The 2010 proposed Update included indicators to assist an entity in determining when the customer obtains control of a good or service. Because many respondents commented that this guidance was useful for contracts for the sales of goods, the Boards decided to carry forward those indicators to assist an entity in determining when it has transferred control of an asset (whether tangible or intangible), with some amendments for clarification.
Some respondents to the 2010 proposed Update questioned whether all of the indicators would need to be present for an entity to conclude that it had transferred control of a good or service or what an entity should do if some but not all of the indicators were present. In their redeliberations, the Boards emphasized that the guidance in paragraph 37 is not a checklist. Rather, it is a list of factors that are often present when a customer has control of an asset and is provided to assist entities in applying the principle of control in paragraph 31.
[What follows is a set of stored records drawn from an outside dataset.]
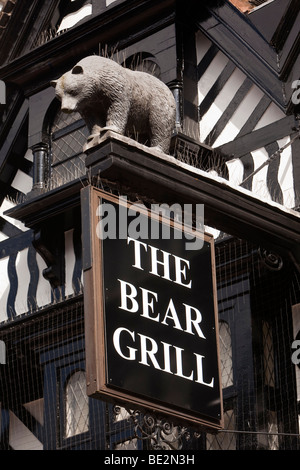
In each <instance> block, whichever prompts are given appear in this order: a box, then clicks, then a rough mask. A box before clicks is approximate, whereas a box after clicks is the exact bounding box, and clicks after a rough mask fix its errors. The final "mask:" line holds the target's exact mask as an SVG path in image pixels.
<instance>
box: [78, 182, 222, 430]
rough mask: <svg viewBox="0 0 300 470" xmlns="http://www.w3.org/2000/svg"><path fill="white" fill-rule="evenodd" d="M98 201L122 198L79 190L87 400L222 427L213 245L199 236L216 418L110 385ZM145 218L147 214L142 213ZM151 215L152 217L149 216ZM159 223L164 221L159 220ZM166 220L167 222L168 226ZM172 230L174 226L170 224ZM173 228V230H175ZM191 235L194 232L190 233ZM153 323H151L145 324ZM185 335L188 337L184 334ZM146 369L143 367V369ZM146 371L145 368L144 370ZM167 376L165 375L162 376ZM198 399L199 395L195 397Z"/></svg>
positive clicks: (174, 421) (215, 290)
mask: <svg viewBox="0 0 300 470" xmlns="http://www.w3.org/2000/svg"><path fill="white" fill-rule="evenodd" d="M101 201H105V202H111V203H113V204H117V205H120V204H121V205H123V204H125V207H126V206H127V207H128V204H126V202H123V201H122V199H120V198H117V197H115V196H113V195H111V194H108V193H105V192H103V191H101V190H99V189H97V188H94V187H92V186H88V187H86V188H83V189H82V191H81V204H82V234H83V271H84V310H85V342H86V346H85V348H86V378H87V394H88V396H89V397H93V398H98V399H102V400H106V401H111V402H113V403H116V404H118V405H122V404H125V405H126V406H127V407H130V409H135V408H137V409H139V410H148V411H149V410H151V411H152V412H156V413H159V414H160V415H163V416H168V417H169V418H171V419H172V421H173V422H174V423H180V424H181V425H183V424H185V425H191V424H192V425H193V426H201V427H204V428H205V429H209V430H219V429H222V428H223V403H222V402H223V400H222V386H221V374H220V361H219V333H218V315H217V296H216V279H215V260H214V243H213V238H212V237H211V236H210V235H207V234H203V235H202V236H203V237H204V240H205V241H206V242H208V243H209V244H210V247H211V263H212V264H211V265H212V284H213V285H212V289H213V309H214V319H213V321H214V328H215V344H216V350H215V351H213V354H214V355H215V357H216V361H217V363H218V372H217V377H216V381H217V387H218V401H219V403H218V409H219V412H218V415H217V416H213V417H211V416H209V415H206V413H204V414H202V413H200V414H199V413H197V412H195V411H194V410H189V409H185V408H184V407H181V406H177V405H176V404H175V405H173V404H171V405H170V404H169V403H166V402H164V401H160V400H159V399H154V400H153V399H152V398H151V399H149V397H147V396H143V395H141V394H140V393H135V392H134V391H130V392H128V391H127V390H126V389H122V387H118V386H113V385H110V383H109V382H110V379H109V377H108V375H109V374H108V357H107V344H106V342H107V339H106V321H105V294H104V289H105V285H104V284H105V279H104V269H103V263H104V260H103V240H100V239H99V238H98V236H97V234H96V227H97V223H98V221H99V217H98V216H96V212H97V208H98V206H99V203H100V202H101ZM145 215H146V216H149V213H147V212H145ZM151 216H152V215H151ZM159 219H160V222H162V223H163V222H164V220H163V218H161V217H159ZM169 222H170V221H169V220H168V223H169ZM172 224H173V225H174V227H176V223H175V222H172ZM176 228H177V227H176ZM193 235H194V233H193ZM150 323H153V322H149V324H150ZM187 336H188V335H187ZM145 369H147V368H145ZM148 369H149V368H148ZM165 375H167V374H165ZM199 400H201V396H199Z"/></svg>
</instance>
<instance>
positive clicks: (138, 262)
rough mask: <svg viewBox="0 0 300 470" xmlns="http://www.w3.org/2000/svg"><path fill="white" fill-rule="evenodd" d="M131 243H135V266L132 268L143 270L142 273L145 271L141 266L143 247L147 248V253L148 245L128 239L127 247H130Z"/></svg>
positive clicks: (134, 255)
mask: <svg viewBox="0 0 300 470" xmlns="http://www.w3.org/2000/svg"><path fill="white" fill-rule="evenodd" d="M130 242H133V244H134V264H133V265H132V266H133V267H134V268H137V269H141V270H142V271H144V269H143V268H142V266H141V246H143V247H144V248H145V251H147V245H146V243H143V242H140V241H138V240H135V239H134V238H130V237H128V239H127V245H129V243H130Z"/></svg>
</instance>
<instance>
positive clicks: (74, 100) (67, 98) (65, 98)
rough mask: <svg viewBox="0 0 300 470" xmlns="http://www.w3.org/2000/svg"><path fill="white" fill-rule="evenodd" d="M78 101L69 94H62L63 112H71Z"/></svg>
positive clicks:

In the proposed guidance, the Boards added the indicator “the customer has the significant risks and rewards of ownership of the asset” in light of comments from respondents who disagreed with the Boards’ proposal to eliminate considerations of the “risks and rewards of ownership” from the recognition of revenue. Respondents observed that risks and rewards can be a helpful factor to consider when determining the transfer of control, as highlighted by the IASB in IFRS 10, Consolidated Financial Statements, and is often a consequence of controlling an asset. The Boards decided that adding risks and rewards as an indicator would provide additional guidance but would not change the principle of determining the transfer of goods or services on the basis of the transfer of control.
The Boards also added the indicator “the customer has accepted the asset.” The 2010 proposed Update included that notion as implementation guidance; however, the Boards decided to relocate that guidance to the indicators of control in this proposed Update.
Many respondents to the 2010 proposed Update were concerned about the application of the indicator that the “design or function of the good or service is customer-specific” (which was proposed in paragraph 30(d) of the 2010 exposure draft). For many, it was not clear how the indicator related to the objective of determining the transfer of control because the customer might clearly control an asset even though the design or function of that asset is not customer-specific. Conversely, a customer might not control an asset with a customer-specific design or function. The Boards noted that because the indicator had been developed mainly for service contracts, that indicator would not be necessary if separate guidance were developed for determining when performance obligations are satisfied over time. Thus, the Boards decided to eliminate this as an indicator of control. As described in paragraph BC94, the notion of customer-specific design or function has been developed into the criterion of “an asset with no alternative use to the entity.”